M. et madame Montrésor sont les seules personnes qui viennent encore à Bréville, madame Bonnifoux n'ayant pas été satisfaite du peu d'accueil qu'on y a fait au loto. Mais Sophie devient chaque jour plus jalouse de Chéri, et Chéri plus ennuyé de sa femme; leur société ne peut procurer à Ernestine et à Victor que quelques instans de liberté. Quant à Dufour, comme il faut toujours qu'il peigne quelqu'un ou quelque chose, il a commencé le portrait de Madeleine, quoique celle-ci se refusât à cet honneur; mais Ernestine a joint ses instances à celles du peintre, et la jeune fille a cédé.

Une lettre d'Armand met fin à la vie uniforme qu'on menait à Bréville: le jeune marquis écrit à son beau-frère pour lui demander le restant de la somme qui lui revient sur la vente de sa propriété; sa lettre est courte et pressante; du reste, rien pour ses amis, pas un mot de souvenir pour sa sœur. On voit que le jeune homme, tout entier sous l'influence de ses passions et de ses connaissances de Paris, a oublié toutes les personnes qu'il a laissées à Bréville.

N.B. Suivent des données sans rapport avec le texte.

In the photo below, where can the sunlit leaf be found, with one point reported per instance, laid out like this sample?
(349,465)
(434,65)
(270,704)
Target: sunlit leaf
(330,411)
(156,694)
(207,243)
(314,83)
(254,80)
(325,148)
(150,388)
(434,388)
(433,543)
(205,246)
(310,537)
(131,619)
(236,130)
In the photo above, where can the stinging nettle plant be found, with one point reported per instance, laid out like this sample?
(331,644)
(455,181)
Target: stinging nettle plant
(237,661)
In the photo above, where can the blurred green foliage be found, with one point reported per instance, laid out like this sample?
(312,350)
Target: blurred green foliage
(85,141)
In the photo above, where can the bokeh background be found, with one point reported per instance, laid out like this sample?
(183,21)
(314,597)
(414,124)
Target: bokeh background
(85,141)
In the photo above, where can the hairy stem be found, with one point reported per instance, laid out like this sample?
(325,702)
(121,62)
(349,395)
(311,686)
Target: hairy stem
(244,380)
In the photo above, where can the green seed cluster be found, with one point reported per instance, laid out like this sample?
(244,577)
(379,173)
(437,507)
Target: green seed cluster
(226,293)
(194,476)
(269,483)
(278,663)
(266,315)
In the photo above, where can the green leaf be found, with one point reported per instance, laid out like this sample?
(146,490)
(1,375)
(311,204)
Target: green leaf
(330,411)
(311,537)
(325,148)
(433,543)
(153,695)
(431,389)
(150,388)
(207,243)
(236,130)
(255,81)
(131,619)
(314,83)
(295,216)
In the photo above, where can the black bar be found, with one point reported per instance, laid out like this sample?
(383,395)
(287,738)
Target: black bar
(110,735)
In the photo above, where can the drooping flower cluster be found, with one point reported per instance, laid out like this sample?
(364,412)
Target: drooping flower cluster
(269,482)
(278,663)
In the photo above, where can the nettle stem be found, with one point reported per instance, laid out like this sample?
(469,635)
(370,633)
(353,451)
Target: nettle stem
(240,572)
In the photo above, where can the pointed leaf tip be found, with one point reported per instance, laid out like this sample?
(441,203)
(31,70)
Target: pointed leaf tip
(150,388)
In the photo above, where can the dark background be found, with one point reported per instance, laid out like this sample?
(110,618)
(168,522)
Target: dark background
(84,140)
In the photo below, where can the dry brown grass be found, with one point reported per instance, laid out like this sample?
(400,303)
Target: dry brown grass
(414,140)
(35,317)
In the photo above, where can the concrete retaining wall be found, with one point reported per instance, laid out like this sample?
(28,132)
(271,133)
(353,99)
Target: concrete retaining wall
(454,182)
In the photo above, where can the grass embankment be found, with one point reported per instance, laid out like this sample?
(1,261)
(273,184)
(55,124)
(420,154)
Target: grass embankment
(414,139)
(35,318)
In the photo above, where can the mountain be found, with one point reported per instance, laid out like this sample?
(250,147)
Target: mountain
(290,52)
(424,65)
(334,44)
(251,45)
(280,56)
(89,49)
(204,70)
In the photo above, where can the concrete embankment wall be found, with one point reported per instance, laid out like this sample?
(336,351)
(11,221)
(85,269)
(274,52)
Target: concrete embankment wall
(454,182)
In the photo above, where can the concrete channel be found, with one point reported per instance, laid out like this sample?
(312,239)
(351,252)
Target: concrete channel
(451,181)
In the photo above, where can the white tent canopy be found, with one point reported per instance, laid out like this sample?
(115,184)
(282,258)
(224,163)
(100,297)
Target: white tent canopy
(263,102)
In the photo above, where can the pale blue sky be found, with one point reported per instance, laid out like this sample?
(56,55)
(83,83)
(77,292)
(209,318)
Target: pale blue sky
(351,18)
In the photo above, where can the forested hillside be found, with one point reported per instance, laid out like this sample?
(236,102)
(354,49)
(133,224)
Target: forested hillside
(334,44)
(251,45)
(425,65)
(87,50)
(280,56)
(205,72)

Cette lettre est arrivée dans l'après-dînée. M. de Noirmont, après l'avoir lue, pousse un profond soupir en s'écriant: «Ce jeune homme se perdra!...» puis il passe la lettre à Victor et à Dufour en leur disant: «Voyez, messieurs, quel style aimable!... écrire ainsi au mari de sa sœur... il lui faut de l'argent... Il ne s'informe même pas si cela me gênera de lui envoyer maintenant ce qui lui revient encore sur cette maison. Il veut avoir cette somme sur-le-champ... eh bien! il l'aura... mais, après... quand il l'aura perdue avec les misérables qui l'entourent... que fera-t-il le malheureux?... car je sais qu'il a déjà vendu ses rentes, perdu, joué tout son bien.—Mon pauvre frère! dit Ernestine, mon Dieu! comment donc l'empêcher de courir à sa ruine?...»

Madeleine ne dit rien, mais elle pleure en songeant que l'ami de son enfance peut quelque jour être malheureux.

«Il paraît, dit Dufour, que le beau Saint-Elme ne dirige pas très bien son cher ami.—Cet homme m'a bien trompé, dit M. de Noirmont.—Il ne m'a pas trompé moi: je me suis toujours méfié de lui.—Si du moins mon beau-frère avait près de lui un ami véritable, capable de lui donner de bons conseils, de lui faire voir la folie de sa conduite... peut-être reviendrait-il encore à nous?... Moi si je pensais être écouté, je partirais sur-le-champ pour Paris... mais je sais que je ferais un voyage inutile... Armand a toujours fort mal reçu mes avis. Il a l'air de me regarder comme un précepteur, comme un tuteur... il ne m'écoute qu'avec impatience. Il faudrait que ce fût quelqu'un qui possédât sa confiance, son amitié...»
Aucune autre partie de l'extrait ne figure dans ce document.